I admit I was a little anxious about spending ten weeks in Ottawa Hull. The experience of staying in Hull is a story in its own right, so the first day (before starting at CIPO) had me really questioning my life choices. But it didn’t take long to realize that CIPO is a great place to be.

In my ten weeks there as part of Osgoode’s Intellectual Property Law & Technology Intensive Program (IP Intensive), I rotated through seven different branches: Business Services; Copyright and Industrial Design; the Policy, International and Research Office (PIRO); Trade Marks; the Trade Mark Opposition Board (TMOB); Patents; and the Patent Appeal Board. Each rotation seemed to me to be the new best thing. With so many choices and a word limit it’s difficult to decide what to talk about. So I will just mention two rotations

I spent two weeks in PIRO reviewing IP-related issues that may affect technology transfer from academic institutions to industry to identify ways in which CIPO might help to reduce barriers to technology transfer. I took advantage of the public submissions the Standing Committee on Industry, Science and Technology sought for their study on technology transfer from academic institutions to industry. This project was of particular interest to me because of my background in scientific research – there are a number of factors that are crucial to bringing an innovation to the public that I was never aware of as an academic researcher.

As I was undertaking this review I had the opportunity to put myself in the shoes of my former self and ask what it would have taken for me to consider IP protection as a priority for the public interest. As a researcher I was always interested in how things work (or more accurately how things break, with an eye to getting them working again). In my mind it worked like this: make the medical breakthrough and a treatment will follow because obviously there is a market for new or better treatments. For researchers in medical-related fields who are motivated by factors other than personal gain it doesn’t seem obvious that IP protection would be more likely to result in a benefit to the public. Yet without the market exclusivity provided by patent protection it is unlikely that potentially life-saving technologies will ever undergo the clinical trials necessary to bring the technology to market.

Knowing when and why IP protection needs to be considered is just the first of many barriers to getting technologies out of academic institutions and into the marketplace. Different issues arise at other points in the technology transfer process. This experience really opened my eyes to all of the barriers that exist between an idea and market success.

During my time in the TMOB I had the opportunity to draft a decision, grappling with such legal issues as the distinction between a biscuit and a cookie. I drew Venn diagrams for myself – what kinds of biscuits are also cookies and what kinds of cookies are also biscuits? And where do crackers fit in? I reviewed the evidence – what evidence was provided for the sale of either cookies or biscuits? In the end what mattered in this case was whether the term had been used in the invoices and on the product packaging.

I also had the opportunity to sit in both an opposition hearing and a section 45 hearing. In the opposition hearing the issue was whether the proposed mark was confusing with an existing mark, since the products were related enough that a consumer might have believed the products to have come from the same source. In the section 45 hearing the issue was whether the products sold by the owner of the mark could be considered the type of product the mark was registered for. One of the analogies given in the hearing was whether a mark registered for use with “freezers” could be maintained where the products sold were combination refrigerator/freezers.
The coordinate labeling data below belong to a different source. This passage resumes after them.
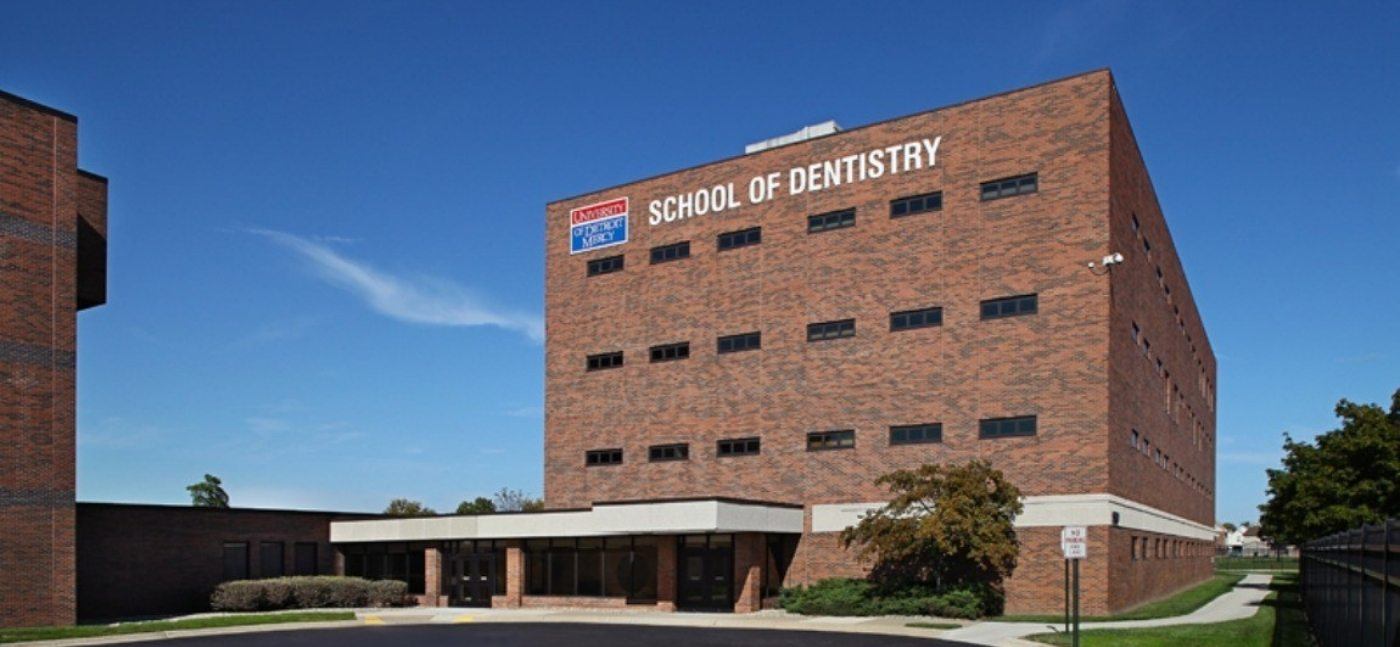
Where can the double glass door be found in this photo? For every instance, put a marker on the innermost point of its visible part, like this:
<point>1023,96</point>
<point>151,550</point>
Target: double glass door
<point>472,579</point>
<point>706,573</point>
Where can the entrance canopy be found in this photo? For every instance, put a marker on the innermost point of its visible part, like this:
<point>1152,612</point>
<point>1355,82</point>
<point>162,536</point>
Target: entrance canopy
<point>655,517</point>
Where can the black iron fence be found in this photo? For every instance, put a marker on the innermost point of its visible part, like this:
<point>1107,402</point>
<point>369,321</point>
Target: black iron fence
<point>1351,586</point>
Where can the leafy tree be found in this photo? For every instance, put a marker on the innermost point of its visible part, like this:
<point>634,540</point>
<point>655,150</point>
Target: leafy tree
<point>408,507</point>
<point>1344,478</point>
<point>948,525</point>
<point>476,506</point>
<point>209,493</point>
<point>508,500</point>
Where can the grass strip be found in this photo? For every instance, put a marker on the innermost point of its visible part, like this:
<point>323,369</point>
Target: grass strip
<point>20,635</point>
<point>1176,605</point>
<point>1280,622</point>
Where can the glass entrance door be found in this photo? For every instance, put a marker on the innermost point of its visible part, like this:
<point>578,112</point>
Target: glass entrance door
<point>473,579</point>
<point>704,576</point>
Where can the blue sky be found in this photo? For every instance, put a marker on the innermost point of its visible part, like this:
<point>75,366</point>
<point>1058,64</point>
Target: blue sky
<point>326,251</point>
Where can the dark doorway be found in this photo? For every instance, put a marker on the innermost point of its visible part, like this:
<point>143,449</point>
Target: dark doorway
<point>704,579</point>
<point>472,579</point>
I had many other projects that I worked on in my time at CIPO that I don’t have space to talk about. In the end I am incredibly grateful for the opportunity to have sampled so many different areas of intellectual property policy and practice – just like a kid in a candy store, I’m happy to have tried everything!

 

Andrea Uetrecht is a JD Candidate at Osgoode Hall Law School and was enrolled in Osgoode’s Intellectual Property Law and Technology Intensive Program. As part of the program requirements, students were asked to write a reflective blog on their internship experience.